6) Stress/Noise Considerations

• Wiggle the RS‑485 cable and confirm robustness (OK/ERR counters in the web UI).
• Increase poll rate (e.g., 1000 ms) and ensure no overruns. If errors grow, revert to 5 s.

---

Troubleshooting

• No Ethernet/IP:
• Ensure the shield is W5500-based and uses the ICSP header on Mega.
• Try a different cable/port.
• If your network has no DHCP, ensure static fallback range is valid for your LAN.
• SD init failed:
• Ensure FAT32, insert firmly.
• Try another card. Confirm SD CS is D4 and no other SPI device is holding the bus.
• HTTP responds but values are zero:
• Wrong Modbus register addresses or word order. Check your meter’s manual.
• Wrong slave ID or serial settings (baud/parity/stop bits).
• Bus wiring reversed (swap A/B).
• Missing termination; for short cables, it can work without, but for long runs enable only one terminator at the far end.
• Modbus errors incrementing quickly:
• Reduce poll interval.
• Check DE/RE pin wiring to D2 and that pre/postTransmission are called.
• Ground reference missing: connect GND between MAX485 and meter ground.
• Interference between Ethernet and SD:
• SD and W5500 share SPI. The SD library and Ethernet library correctly manage CS lines, but avoid accessing SD in interrupt contexts. In this sketch, SD is only touched in loop, so it’s fine.
• NTP is “na”:
• UDP/123 blocked by firewall; that’s okay—logging still works with epoch=0.
• Optionally change NTP server IP to a local NTP source.

---

Improvements

• Persistent configuration:
• Store meter ID, polling interval, register map, word order, and static IP in EEPROM or a JSON config on SD. Add an HTTP /config page to edit them.
• Time handling:
• Add DNS resolution and multiple NTP servers; cache time with a DS3231 RTC for offline accuracy.
• Data export:
• Push data to InfluxDB (line protocol via UDP/HTTP) or MQTT for centralized collection.
• Modbus TCP gateway:
• Add a lightweight Modbus TCP-to-RTU bridge on port 502 (requires careful concurrency with the logger).
• Security:
• Bind to a management VLAN; add basic auth to HTTP endpoints (lightweight implementation).
• Reliability:
• Watchdog timer and brown-out detection.
• Log rotation (daily files) and SD card wear management.
• Metrics:
• Rolling averages, min/max over intervals for power quality insights.
• Multi-slave polling:
• Poll multiple meters by enumerating slave IDs and a register map per slave, log with a device tag.

---

Final Checklist

• Hardware
• Arduino Mega 2560 R3.
• W5500 Ethernet Shield stacked and firmly seated.
• MAX485 wired: DI→D18, RO→D19, DE/RE→D2, 5V and GND connected.
• RS‑485 A/B polarity correct; one terminator at the far end; proper biasing.

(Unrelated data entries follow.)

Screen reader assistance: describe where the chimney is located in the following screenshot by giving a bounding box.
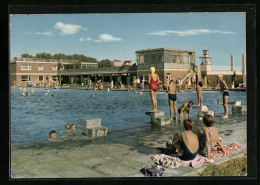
[231,55,234,71]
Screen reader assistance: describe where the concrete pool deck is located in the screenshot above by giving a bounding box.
[11,116,247,178]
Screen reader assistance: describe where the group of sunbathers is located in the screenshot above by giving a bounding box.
[166,115,225,161]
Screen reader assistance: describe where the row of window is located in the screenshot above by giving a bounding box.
[21,75,58,82]
[21,64,57,71]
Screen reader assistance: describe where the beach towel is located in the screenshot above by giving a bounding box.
[152,154,214,168]
[210,143,241,157]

• SD card inserted (FAT32).

• Firmware

• Arduino CLI installed.
• Core arduino:avr@1.8.6 installed.
• Libraries installed: ModbusMaster@2.0.1, Ethernet@2.0.2, SD@1.2.4.
• Sketch saved at: modbus-energy-logger/modbus-energy-logger.ino
• Compiled with: arduino:avr:mega FQBN.

• Uploaded to the correct serial port.

• Configuration

• MODBUS_SLAVE_ID, MODBUS_BAUD, and register addresses match your meter.
• FLOAT_SWAP_WORDS set according to meter’s word order.

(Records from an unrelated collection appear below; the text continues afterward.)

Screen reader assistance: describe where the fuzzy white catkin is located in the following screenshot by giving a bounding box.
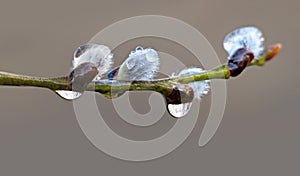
[223,26,264,59]
[73,43,113,80]
[116,47,160,80]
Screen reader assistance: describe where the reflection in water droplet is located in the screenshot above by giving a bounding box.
[55,90,82,100]
[135,46,144,51]
[167,103,192,118]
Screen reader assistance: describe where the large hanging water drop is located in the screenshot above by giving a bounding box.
[167,103,192,118]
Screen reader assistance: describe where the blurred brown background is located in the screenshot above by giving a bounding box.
[0,0,300,176]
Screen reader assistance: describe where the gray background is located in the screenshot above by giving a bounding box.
[0,0,300,176]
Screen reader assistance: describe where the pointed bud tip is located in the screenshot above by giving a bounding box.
[266,43,282,61]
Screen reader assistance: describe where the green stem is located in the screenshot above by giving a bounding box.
[0,44,281,98]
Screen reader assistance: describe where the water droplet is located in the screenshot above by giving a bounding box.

• Networking works (DHCP or static fallback subnet is correct).

• Validation

• Serial monitor shows data lines and no persistent errors.
• Browser/HTTP: /, /json, /metrics reachable.
• SD: energy.csv created and appending lines.
• Optional PC-side cross-check with mbpoll matches readings.

With this build, you have a robust Modbus RTU energy logger on an Arduino Mega 2560 that logs to SD and serves real-time readings over Ethernet, ready for integration into dashboards and monitoring stacks.